Die Sache ist zur Verfahrensergänzung und neuerlichen Entscheidung gemäß § 496 Abs 3 ZPO an das Berufungsgericht zurückzuverweisen, weil dadurch weder eine Verzögerung der Erledigung noch ein erheblicher Kostenmehraufwand zu erwarten ist (SZ 58/59; 59/134 ua). Sollte im fortgesetzten Verfahren der genannte (oder ein anderer) Ausnahmetatbestand erwiesen werden und § 16 MRG nicht anzuwenden sein, so besteht gegen die Auslegung der Bestimmungen des zwischen den Streitteilen geschlossenen Mietvertrages über die Wertsicherungsnachforderung durch das Berufungsgericht kein Bedenken, zumal in der Revision dagegen keine stichhältigen Argumente vorgetragen werden (§ 510 Abs 3 ZPO). War auch zwischen den Parteien die Geltendmachung der Wertsicherungsnachforderung mit eingeschriebenem Brief vereinbart, so reichte doch nach dem Formzweck dieser Abrede ein einfacher Brief (wie hier jener des Klagevertreters an den Beklagtenvertreter vom 19. Februar 1990 = Blg H = Blg 10), dessen Empfang zugestanden wurde (s.
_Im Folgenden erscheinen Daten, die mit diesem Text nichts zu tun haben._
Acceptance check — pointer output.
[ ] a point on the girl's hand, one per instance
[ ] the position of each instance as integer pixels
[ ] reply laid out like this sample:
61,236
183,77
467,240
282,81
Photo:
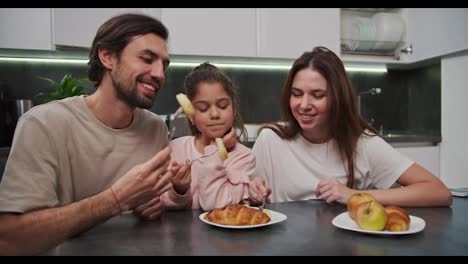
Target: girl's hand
182,178
230,139
333,191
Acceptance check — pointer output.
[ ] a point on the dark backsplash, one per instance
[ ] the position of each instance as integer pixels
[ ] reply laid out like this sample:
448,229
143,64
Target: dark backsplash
409,101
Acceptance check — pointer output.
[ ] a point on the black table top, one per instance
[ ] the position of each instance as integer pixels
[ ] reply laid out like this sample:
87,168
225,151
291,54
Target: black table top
307,231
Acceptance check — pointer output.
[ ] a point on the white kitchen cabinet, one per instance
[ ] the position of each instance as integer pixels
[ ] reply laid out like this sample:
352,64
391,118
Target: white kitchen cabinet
25,28
435,32
289,32
76,27
426,156
211,31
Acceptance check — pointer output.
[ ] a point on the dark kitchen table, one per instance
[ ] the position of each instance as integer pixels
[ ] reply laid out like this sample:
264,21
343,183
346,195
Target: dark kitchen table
307,231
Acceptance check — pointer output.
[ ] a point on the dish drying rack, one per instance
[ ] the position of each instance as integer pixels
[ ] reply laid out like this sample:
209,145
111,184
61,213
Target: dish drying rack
375,48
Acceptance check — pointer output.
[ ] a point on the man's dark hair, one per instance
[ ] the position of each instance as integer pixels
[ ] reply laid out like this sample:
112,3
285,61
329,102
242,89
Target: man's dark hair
115,34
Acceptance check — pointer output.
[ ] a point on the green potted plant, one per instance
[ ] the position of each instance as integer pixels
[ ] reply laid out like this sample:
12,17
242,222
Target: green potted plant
67,87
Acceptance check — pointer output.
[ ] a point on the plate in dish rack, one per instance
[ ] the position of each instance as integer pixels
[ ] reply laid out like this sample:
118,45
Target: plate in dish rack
344,221
276,217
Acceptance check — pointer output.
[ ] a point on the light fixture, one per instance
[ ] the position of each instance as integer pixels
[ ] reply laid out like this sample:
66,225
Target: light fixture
182,64
44,60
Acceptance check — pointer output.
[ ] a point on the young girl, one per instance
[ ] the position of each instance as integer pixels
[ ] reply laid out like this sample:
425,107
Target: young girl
212,183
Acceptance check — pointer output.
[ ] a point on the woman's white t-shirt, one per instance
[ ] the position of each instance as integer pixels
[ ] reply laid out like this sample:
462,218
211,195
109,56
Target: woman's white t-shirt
294,167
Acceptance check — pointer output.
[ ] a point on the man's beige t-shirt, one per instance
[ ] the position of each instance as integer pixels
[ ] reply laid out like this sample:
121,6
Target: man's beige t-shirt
61,154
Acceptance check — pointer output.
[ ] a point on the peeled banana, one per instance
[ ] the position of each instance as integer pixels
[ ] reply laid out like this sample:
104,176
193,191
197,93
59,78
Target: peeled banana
185,104
221,148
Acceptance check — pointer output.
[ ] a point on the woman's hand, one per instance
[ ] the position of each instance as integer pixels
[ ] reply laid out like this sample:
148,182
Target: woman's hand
259,189
333,191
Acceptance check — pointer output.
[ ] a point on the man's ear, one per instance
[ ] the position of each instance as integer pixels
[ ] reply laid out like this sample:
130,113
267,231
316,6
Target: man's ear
107,58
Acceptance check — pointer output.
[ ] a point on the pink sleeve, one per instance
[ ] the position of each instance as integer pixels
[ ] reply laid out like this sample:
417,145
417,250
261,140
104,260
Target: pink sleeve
228,185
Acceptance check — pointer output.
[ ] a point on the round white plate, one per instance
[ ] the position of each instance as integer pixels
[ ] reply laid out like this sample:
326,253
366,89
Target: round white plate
276,217
344,221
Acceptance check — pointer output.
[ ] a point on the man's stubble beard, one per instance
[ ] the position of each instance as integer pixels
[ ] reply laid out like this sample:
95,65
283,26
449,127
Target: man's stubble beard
128,93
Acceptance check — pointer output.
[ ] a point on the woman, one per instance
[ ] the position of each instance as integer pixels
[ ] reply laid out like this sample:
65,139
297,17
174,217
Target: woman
323,148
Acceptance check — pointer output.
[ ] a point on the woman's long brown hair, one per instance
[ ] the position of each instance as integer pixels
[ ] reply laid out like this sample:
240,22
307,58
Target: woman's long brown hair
346,124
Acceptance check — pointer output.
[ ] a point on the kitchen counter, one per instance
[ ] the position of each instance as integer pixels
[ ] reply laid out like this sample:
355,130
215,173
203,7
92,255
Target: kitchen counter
397,140
4,152
412,138
307,231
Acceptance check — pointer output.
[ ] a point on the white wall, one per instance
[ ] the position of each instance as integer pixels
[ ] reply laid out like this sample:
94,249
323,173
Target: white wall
454,146
426,156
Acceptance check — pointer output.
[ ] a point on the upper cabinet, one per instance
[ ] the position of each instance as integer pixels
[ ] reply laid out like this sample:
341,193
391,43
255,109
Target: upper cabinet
288,32
211,31
76,27
25,28
435,32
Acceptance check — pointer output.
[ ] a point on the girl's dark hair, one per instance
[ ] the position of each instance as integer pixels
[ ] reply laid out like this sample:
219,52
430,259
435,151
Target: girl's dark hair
115,34
208,73
346,124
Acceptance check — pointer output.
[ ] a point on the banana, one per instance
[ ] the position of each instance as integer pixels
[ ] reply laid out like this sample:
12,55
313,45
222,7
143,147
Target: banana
221,148
185,104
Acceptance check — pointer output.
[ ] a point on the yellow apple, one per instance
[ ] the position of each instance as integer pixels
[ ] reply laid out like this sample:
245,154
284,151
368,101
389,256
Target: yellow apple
397,219
371,216
356,199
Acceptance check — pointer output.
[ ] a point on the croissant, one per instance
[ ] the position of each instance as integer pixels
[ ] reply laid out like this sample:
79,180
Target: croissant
238,215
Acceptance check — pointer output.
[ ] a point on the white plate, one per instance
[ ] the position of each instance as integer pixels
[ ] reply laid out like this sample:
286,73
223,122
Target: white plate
276,217
344,221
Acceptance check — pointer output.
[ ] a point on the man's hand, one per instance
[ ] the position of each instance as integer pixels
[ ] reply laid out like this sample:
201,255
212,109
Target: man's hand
144,182
259,189
182,178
ON 15 des Aktes) aus (HS 4365/11; Rummel in Rummel 2 § 884 Rz 6).

Sollte allerdings § 16 MRG anzuwenden sein, so ist das Klagebegehren schon mangels Einhaltung der gesetzlichen Bestimmungen (§ 16 Abs 6 MRG) bei der Einforderung des um die Wertsicherungsbeträge erhöhten Mietzinses und wegen des darnach iS der Rechtsprechung (SZ 59/48; WoBl 1991, 62 uva) unberechtigten Begehrens einer rückwirkenden Wertsicherungsnachforderung abzuweisen.

Der Kostenvorbehalt beruht auf § 52 Abs 1 zweiter Satz ZPO.